Small and well-run Singapore, New Zealand and Hong Kong are the world’s easiest places to run a business, while global giants China, Brazil and India remain far down the list, according to the World Bank. The three small but hot Pacific economies led the Bank’s annual “Doing Business” report, released Wednesday, which focuses on where businesses are best helped and least hindered by government. The top 10 was filled out by Denmark, South Korea, Norway, the United States, Britain, Finland and Australia, mostly the same developed economies as in previous years.
'Doing Business' measures a slender segment of the complex organism that any modern economy is.
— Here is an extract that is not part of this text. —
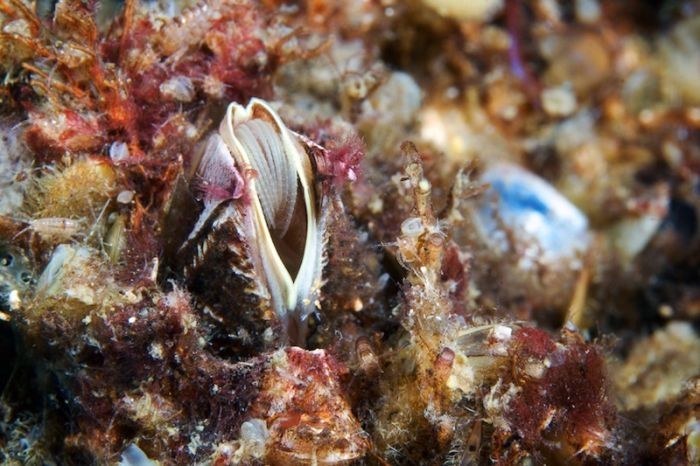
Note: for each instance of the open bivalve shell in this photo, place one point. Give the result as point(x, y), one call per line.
point(262, 227)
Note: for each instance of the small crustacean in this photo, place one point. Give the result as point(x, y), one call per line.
point(54, 227)
point(263, 223)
An economy can do poorly on 'Doing Business' indicators but do well in macroeconomic policy or social welfare interventions.
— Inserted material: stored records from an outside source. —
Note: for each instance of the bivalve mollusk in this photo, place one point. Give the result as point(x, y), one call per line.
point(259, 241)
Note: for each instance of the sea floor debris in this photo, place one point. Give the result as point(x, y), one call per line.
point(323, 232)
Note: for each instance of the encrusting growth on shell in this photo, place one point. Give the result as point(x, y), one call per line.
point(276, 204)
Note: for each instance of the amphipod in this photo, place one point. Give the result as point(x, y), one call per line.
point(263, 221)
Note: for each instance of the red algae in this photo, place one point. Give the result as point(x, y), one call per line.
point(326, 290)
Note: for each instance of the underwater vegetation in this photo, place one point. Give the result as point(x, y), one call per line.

World Bank chief economist Kaushik Basu
But the report, despite revisions to its methodology after upsetting China in past years, left emerging market giants far down the list, fast growth and success in drawing investment notwithstanding. China ranked 90th out of 189 countries and territories, barely improved from 93 a year ago; Brazil is 120th, also up three places; and India was ranked at 142, two spots worse than before. But that only underscored the admittedly narrow focus of the survey, in terms of assessing a country’s success.
The top-performing economies… are therefore not those with no regulation but those in which governments have managed to create rules that facilitate interactions in the marketplace without needlessly hindering the development of the private sector.